Le coup de balai de Donald Trump au sein du département de la Justice, vendredi, lui a de nouveau valu une déferlante de critiques. Le 45des États-Unis a l'habitude des controverses, mais cet appel massif à la démission de fonctionnaires n'avait pourtant rien d'inhabituel... ou presque. La Presse a décortiqué la situation avec deux experts en politique américaine:Rafael Jacob et Donald Cuccioletta, chercheurs associés à la Chaire Raoul-Dandurand.

Vendredi, Donald Trump a demandé à 46 procureurs fédéraux nommés par Barack Obama de démissionner. Est-ce une décision hors du commun pour un nouveau président ?

Rafael Jacob: C'est entièrement normal que des procureurs fédéraux soient appelés à quitter leurs fonctions, surtout quand c'est une administration d'un parti différent qui les a nommés. Il est extrêmement rare que les procureurs nommés par un autre parti restent. Ce n'est pas comme au Canada, où un fonctionnaire va rester en poste, peu importe quel est le parti politique au pouvoir.

Donald Cuccioletta: Il n'y a rien d'exceptionnel.
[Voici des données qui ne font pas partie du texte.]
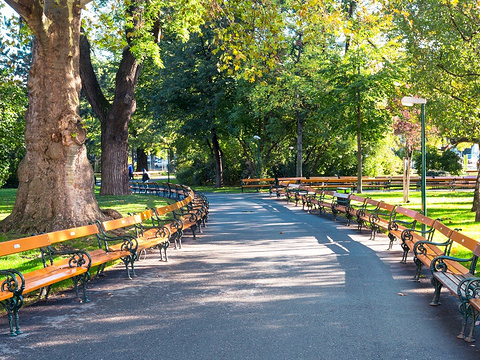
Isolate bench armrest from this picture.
[430,255,473,273]
[401,228,435,242]
[50,247,92,269]
[0,269,25,296]
[413,239,452,256]
[96,230,138,254]
[457,277,480,303]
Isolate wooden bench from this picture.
[457,274,480,343]
[347,194,369,231]
[311,190,335,215]
[0,229,91,336]
[430,230,480,342]
[241,178,275,193]
[93,216,138,279]
[356,199,396,240]
[430,230,480,306]
[332,191,351,225]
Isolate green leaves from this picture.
[0,70,27,187]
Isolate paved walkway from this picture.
[0,194,480,360]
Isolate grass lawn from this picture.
[362,190,480,240]
[0,188,172,296]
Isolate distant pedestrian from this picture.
[128,165,133,180]
[142,169,150,182]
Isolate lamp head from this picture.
[402,96,427,106]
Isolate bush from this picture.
[413,146,463,176]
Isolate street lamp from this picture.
[163,147,170,183]
[402,96,427,231]
[253,135,261,179]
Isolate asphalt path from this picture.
[0,194,480,360]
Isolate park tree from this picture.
[0,69,27,187]
[80,0,202,195]
[338,0,399,192]
[386,0,480,221]
[1,0,105,233]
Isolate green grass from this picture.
[192,186,242,194]
[0,186,480,298]
[362,190,480,240]
[0,188,168,300]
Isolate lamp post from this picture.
[253,135,261,179]
[288,146,297,177]
[402,96,427,231]
[163,147,170,183]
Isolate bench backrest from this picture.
[134,209,152,223]
[379,201,397,213]
[450,230,478,252]
[47,224,98,244]
[433,220,453,239]
[414,212,436,227]
[101,215,139,231]
[395,206,418,220]
[350,194,366,203]
[0,234,51,256]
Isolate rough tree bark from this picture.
[136,148,148,171]
[80,35,141,195]
[0,0,106,233]
[212,131,223,188]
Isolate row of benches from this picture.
[241,176,476,192]
[0,187,208,336]
[277,185,480,342]
[130,180,194,200]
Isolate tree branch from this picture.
[437,64,480,77]
[80,35,112,122]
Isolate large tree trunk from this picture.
[81,32,141,195]
[1,0,105,233]
[212,132,223,188]
[472,163,480,222]
[295,110,304,177]
[137,148,149,171]
[357,103,363,194]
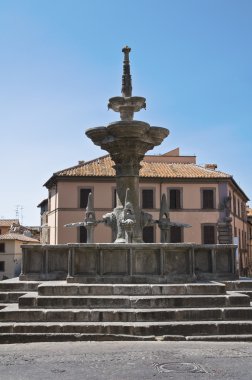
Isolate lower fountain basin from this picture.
[20,243,237,283]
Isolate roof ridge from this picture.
[53,154,110,175]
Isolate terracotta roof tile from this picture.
[54,156,231,178]
[0,233,39,243]
[0,219,19,227]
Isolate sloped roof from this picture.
[54,155,231,178]
[0,232,39,243]
[0,219,19,227]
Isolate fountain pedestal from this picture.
[86,46,169,243]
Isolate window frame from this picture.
[143,226,156,243]
[78,186,94,210]
[0,261,5,272]
[201,223,217,245]
[167,187,183,211]
[170,226,184,243]
[78,226,87,243]
[140,187,156,210]
[200,187,216,210]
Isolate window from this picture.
[234,227,237,237]
[233,196,236,214]
[169,189,181,210]
[202,189,214,209]
[80,188,92,208]
[237,199,241,216]
[170,226,182,243]
[112,188,117,208]
[142,189,154,208]
[202,224,216,244]
[79,226,87,243]
[143,226,154,243]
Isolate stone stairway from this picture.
[0,281,252,343]
[225,279,252,301]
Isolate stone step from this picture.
[225,280,252,291]
[0,278,40,292]
[0,304,252,323]
[0,291,26,303]
[19,292,250,309]
[38,281,226,296]
[0,321,252,337]
[0,333,252,344]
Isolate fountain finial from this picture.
[121,46,132,98]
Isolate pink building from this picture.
[39,148,250,273]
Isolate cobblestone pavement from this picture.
[0,342,252,380]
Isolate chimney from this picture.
[205,164,217,170]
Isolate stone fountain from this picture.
[20,46,236,283]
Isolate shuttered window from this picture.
[80,188,92,208]
[79,226,87,243]
[142,189,154,208]
[170,189,181,210]
[143,226,154,243]
[170,226,182,243]
[202,225,216,244]
[202,190,214,209]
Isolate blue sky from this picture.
[0,0,252,225]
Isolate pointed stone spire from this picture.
[121,46,132,98]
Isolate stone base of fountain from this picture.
[20,243,237,284]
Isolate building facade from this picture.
[39,148,249,274]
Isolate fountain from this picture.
[20,46,236,283]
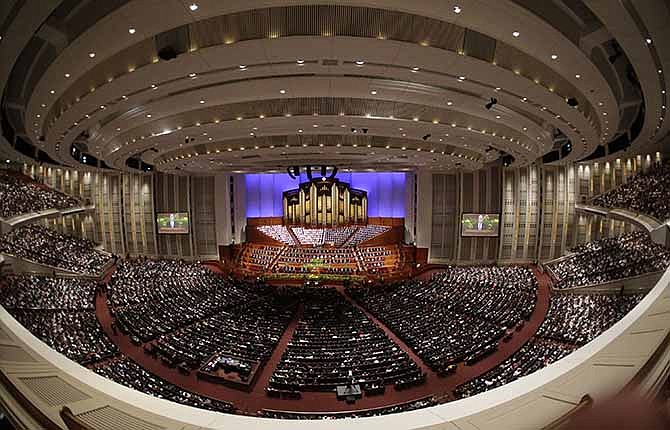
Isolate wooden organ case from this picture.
[283,177,368,226]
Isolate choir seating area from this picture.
[545,231,670,289]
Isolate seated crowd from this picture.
[260,396,437,420]
[93,356,235,412]
[454,338,574,399]
[0,275,98,310]
[593,164,670,222]
[537,294,644,346]
[153,295,294,380]
[107,260,262,343]
[269,289,425,393]
[0,172,80,218]
[350,267,537,373]
[0,225,112,276]
[0,275,118,364]
[546,232,670,289]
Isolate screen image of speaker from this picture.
[156,212,190,234]
[461,214,500,237]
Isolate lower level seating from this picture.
[269,289,425,391]
[93,357,235,412]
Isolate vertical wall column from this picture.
[214,175,233,246]
[416,171,433,255]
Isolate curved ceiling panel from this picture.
[0,0,667,174]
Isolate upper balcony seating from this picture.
[0,275,118,364]
[593,164,670,222]
[0,225,112,276]
[0,171,80,218]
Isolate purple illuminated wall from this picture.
[244,172,405,218]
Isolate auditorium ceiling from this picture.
[0,0,670,174]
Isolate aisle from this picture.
[95,270,550,415]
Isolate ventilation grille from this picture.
[77,406,165,430]
[19,376,90,406]
[0,345,36,363]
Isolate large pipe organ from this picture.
[283,177,368,226]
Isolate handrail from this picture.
[542,394,593,430]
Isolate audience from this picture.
[107,260,268,342]
[0,171,80,218]
[349,267,537,372]
[546,232,670,289]
[593,164,670,222]
[0,275,98,310]
[537,294,644,346]
[269,289,425,391]
[93,357,235,413]
[454,339,574,399]
[0,225,112,276]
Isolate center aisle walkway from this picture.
[95,270,550,415]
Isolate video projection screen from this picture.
[156,212,190,234]
[245,172,406,218]
[461,214,500,237]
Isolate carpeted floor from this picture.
[96,265,550,414]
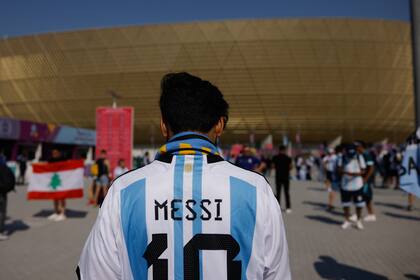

C'est l'État construit par Obama. Ça fait partie du jeu. Ça fait partie d'un nouveau régime, d'une nouvelle administration.

Pourquoi est-ce qu'autant d'attention médiatique y est portée dans ce cas ?

D.C. : C'est une nouvelle qui a d'abord été publiée par le New York Times, qui s'est clairement donné pour mandat d'attaquer Trump sur n'importe quoi. Dans les faits, ça aurait passé comme un rien. Mais il faut dire aussi que ça arrive à un moment où on se pose beaucoup de questions, avec toutes les enquêtes qu'on veut faire sur Trump et son entourage. Alors ça peut donner l'impression que c'est une forme de bataille avec son département de la Justice.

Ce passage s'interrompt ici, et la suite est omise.